Policy

Turkey lights the iconic Atakule Tower to commemorate Holocaust victims


Turkey is the first Islamic state to recognize Israel. It early on transformed the conflict from an Israeli Islamist to an Israeli Arab, and removed all non-Arab Muslim countries from the equation in favor of Israel. This was later reflected in Turkey’s mediation to build Israeli relations with non-Arab Muslim countries, especially in Asia and Central Asia. This became clear to all because of the rapprochement Turkey is showing every day, including the commemoration of the victims of the Holocaust.

The Turkish capital Ankara commemorated the victims of the Holocaust on Thursday evening by lighting up the famous Atakule tower in the city center.

“We remember” was written on the tower in Turkish and English, as part of an event organized by the Presidency of the Turkish Presidential Liaison Service and the Ministry of Foreign Affairs.
“Holocaust” is a term used to describe campaigns by the Nazi German Government and some of its allies, for the purpose of persecuting and liquidating Jews in Europe during the Second World War (1939-1945).

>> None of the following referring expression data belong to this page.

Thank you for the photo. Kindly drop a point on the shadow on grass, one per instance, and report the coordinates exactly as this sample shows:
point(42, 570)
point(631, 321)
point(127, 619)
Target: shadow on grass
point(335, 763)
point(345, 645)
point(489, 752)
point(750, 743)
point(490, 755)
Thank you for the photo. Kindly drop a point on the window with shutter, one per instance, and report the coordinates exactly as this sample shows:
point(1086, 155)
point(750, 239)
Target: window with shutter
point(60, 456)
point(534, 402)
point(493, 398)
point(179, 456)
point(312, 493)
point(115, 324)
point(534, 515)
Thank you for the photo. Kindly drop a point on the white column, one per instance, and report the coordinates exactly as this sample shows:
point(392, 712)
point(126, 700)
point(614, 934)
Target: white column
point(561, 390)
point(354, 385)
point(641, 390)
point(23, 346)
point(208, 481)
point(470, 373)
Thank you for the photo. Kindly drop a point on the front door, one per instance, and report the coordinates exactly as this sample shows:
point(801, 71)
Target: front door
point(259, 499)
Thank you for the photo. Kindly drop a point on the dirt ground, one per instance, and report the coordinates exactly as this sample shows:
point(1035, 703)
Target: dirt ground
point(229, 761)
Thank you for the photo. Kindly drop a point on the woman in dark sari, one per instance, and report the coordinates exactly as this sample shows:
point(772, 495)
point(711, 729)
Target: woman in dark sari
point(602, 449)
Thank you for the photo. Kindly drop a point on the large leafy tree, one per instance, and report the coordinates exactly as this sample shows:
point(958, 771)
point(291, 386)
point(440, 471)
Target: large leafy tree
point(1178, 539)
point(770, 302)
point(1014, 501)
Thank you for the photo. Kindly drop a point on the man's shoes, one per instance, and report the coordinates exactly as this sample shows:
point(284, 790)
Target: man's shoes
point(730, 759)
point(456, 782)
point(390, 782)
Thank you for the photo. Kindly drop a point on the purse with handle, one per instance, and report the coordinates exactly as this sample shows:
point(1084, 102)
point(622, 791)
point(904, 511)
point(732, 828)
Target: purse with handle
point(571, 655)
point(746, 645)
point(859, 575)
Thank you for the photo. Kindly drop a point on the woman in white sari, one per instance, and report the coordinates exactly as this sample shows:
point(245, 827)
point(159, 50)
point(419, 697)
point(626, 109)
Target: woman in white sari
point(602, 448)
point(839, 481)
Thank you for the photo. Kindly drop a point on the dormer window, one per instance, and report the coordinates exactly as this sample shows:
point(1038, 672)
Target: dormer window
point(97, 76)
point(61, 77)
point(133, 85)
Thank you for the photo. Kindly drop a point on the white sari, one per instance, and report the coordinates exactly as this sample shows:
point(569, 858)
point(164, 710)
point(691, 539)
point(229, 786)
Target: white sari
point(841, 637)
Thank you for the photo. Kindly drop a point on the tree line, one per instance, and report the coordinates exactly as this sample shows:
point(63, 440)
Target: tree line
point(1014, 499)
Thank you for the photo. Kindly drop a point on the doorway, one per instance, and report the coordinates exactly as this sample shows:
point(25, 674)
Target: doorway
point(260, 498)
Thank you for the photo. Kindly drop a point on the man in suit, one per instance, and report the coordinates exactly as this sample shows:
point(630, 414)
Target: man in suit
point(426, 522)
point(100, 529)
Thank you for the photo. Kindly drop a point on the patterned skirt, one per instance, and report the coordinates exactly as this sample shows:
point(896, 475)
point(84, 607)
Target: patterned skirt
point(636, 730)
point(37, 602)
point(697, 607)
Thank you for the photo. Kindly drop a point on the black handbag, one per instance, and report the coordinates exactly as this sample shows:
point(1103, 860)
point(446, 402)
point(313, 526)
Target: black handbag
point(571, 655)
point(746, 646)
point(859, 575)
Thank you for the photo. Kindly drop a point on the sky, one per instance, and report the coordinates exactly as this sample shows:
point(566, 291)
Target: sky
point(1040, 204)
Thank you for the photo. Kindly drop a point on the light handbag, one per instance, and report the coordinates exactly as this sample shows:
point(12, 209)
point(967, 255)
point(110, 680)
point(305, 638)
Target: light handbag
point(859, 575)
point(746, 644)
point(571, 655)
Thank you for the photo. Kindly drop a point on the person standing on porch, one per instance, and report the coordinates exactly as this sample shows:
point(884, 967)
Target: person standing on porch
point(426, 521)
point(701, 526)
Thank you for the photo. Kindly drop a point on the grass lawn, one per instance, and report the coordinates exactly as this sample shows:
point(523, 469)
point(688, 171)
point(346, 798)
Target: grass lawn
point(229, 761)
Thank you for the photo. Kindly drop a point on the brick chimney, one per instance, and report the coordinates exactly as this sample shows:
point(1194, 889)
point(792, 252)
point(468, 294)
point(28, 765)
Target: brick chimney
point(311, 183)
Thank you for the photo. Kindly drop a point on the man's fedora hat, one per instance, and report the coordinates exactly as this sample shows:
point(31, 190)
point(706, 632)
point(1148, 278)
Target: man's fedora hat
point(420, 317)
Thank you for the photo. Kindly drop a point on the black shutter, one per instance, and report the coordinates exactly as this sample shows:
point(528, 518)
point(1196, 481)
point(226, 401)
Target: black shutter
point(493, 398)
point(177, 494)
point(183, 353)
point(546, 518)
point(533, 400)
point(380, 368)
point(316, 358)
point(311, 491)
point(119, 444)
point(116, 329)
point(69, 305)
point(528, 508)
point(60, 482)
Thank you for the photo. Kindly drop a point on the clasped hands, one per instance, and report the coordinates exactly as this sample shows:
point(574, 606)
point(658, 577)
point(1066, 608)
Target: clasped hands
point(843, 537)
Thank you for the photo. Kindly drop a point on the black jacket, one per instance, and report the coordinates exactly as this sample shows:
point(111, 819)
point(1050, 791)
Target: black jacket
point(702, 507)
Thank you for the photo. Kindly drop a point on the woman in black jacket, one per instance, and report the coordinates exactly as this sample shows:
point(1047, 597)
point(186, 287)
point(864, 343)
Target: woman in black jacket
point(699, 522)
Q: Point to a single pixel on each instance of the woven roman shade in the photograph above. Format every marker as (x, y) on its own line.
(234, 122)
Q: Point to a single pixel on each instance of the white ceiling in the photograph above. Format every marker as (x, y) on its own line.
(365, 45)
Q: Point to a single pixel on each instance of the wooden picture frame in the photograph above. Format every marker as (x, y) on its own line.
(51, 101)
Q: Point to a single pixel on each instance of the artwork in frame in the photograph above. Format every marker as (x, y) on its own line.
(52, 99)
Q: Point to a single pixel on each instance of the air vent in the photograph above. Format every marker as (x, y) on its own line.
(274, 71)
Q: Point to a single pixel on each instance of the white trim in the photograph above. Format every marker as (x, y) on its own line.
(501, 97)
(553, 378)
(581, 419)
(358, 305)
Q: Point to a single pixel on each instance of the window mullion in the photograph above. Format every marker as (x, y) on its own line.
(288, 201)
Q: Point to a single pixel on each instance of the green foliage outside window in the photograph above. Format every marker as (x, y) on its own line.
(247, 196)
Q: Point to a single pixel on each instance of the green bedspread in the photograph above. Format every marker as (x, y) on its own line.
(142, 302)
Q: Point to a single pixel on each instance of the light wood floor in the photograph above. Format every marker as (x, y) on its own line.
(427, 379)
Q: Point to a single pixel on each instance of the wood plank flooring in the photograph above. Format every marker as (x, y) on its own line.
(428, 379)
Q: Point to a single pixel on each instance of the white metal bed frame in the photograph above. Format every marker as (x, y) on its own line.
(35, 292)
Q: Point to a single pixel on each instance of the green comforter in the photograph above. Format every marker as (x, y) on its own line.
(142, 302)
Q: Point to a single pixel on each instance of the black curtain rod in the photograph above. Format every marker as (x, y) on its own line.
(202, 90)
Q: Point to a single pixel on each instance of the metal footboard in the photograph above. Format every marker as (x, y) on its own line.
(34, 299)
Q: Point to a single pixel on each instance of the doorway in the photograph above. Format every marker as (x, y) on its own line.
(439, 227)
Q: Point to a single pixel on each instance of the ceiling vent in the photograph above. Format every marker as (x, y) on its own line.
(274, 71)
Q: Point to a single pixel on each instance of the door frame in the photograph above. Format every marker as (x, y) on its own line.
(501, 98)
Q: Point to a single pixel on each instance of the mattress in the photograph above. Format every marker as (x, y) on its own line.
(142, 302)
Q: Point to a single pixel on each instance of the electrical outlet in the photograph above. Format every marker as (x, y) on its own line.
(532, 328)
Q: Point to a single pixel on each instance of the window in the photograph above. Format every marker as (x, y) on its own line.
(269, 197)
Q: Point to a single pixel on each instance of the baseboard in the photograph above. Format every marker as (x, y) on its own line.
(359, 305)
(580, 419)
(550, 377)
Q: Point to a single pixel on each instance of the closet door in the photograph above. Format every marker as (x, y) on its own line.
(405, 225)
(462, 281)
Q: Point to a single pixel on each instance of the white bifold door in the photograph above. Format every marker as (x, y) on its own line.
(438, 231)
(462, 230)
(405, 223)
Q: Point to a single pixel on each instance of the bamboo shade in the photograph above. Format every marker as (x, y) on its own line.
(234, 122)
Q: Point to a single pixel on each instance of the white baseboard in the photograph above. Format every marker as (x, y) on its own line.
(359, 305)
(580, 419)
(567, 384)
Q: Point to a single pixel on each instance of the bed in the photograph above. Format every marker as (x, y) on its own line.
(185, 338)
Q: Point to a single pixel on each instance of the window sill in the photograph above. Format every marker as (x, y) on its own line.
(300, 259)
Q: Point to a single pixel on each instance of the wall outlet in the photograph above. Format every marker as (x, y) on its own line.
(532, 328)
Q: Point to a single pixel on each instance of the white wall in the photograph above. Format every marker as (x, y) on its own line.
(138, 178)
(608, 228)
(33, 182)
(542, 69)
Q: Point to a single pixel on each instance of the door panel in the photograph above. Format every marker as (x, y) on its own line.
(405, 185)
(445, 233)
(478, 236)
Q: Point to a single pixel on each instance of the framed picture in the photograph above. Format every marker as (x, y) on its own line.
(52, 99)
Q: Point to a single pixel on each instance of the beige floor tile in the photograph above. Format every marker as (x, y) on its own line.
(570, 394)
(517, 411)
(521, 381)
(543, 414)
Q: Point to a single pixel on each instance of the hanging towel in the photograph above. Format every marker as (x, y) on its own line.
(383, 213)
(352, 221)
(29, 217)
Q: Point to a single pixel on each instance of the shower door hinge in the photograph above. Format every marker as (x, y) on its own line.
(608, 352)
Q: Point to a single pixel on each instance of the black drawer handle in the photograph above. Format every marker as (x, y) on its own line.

On January 27, 1945, Allied forces liberated Auschwitz camp in Poland, where historians say Nazi forces killed more than a million people, most of them Jews and political prisoners.

In 1958, Ankara and Tel Aviv signed a secret military-intelligence cooperation and partnership agreement called the “Ghost Charter”, under which Turkey would help Israel against Arab states in exchange for Israel’s assistance to Turkey to counter the Soviet Union’s activities in the Black Sea and Central Asia.

Turkey stood by the Ghost Charter agreement with all of its military and intelligence institutions to support Israel in all of its wars against Arab states, especially the wars of 1967 and 1973, but Erdogan’s momentum for Turkish-Israeli relations after he took office in 2002 was the major “strategic shift”.

Contradiction has become, in both word and deed, the real headline of all Turkish statements and practices since President Recep Tayyip Erdogan came to power in 2002; he openly declared himself an enemy of Israel, and facts and documents confirm that he is the biggest supporter of Tel Aviv since he came to power and to this day in various political and economic fields.